Published September 14, 2021 | Version v1
Dataset Open

Data from: A global perspective on the functional responses of stream communities to flow intermittence

  • 1. Délégation Rhône Auvergne
  • 2. French Biodiversity Agency*
  • 3. University of Lorraine
  • 4. Office of Research and Development US EPA*
  • 5. Loughborough University
  • 6. National Institute of Water and Atmospheric Research
  • 7. Oregon State University
  • 8. University of Münster
  • 9. INRAE, UR RiverLY, Lyon-Villeurbanne, France*

Description

The current erosion of biodiversity is a major concern that threatens the ecological integrity of ecosystems and the ecosystem services they provide. Due to global change, an increasing proportion of river networks are drying and changes from perennial to non-perennial flow regimes represent dramatic ecological shifts with potentially irreversible alterations of community and ecosystem dynamics. However, there is minimal understanding of how biological communities respond functionally to drying. Here, we highlight the taxonomic and functional responses of aquatic macroinvertebrate communities to flow intermittence across river networks from three continents, to test predictions from underlying trait-based conceptual theory. We found a significant breakpoint in the relationship between taxonomic and functional richness, indicating higher functional redundancy at sites with flow intermittence higher than 28%. Multiple strands of evidence, including patterns of alpha and beta diversity and functional group membership, indicated that functional redundancy did not compensate for biodiversity loss associated with increasing intermittence, contrary to received wisdom.

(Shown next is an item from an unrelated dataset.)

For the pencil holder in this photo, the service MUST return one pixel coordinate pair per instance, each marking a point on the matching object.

A specific set of functional trait modalities, including small body size, short life span and high fecundity, were selected with increasing flow intermittence. These results demonstrate the functional responses of river communities to drying and suggest that ongoing biodiversity reduction due to global change in drying river networks is threatening their functional integrity. These results indicate that such patterns might be common in these ecosystems, even where drying is considered a predictable disturbance. This highlights the need for the conservation of natural drying regimes of intermittent rivers to secure their ecological integrity.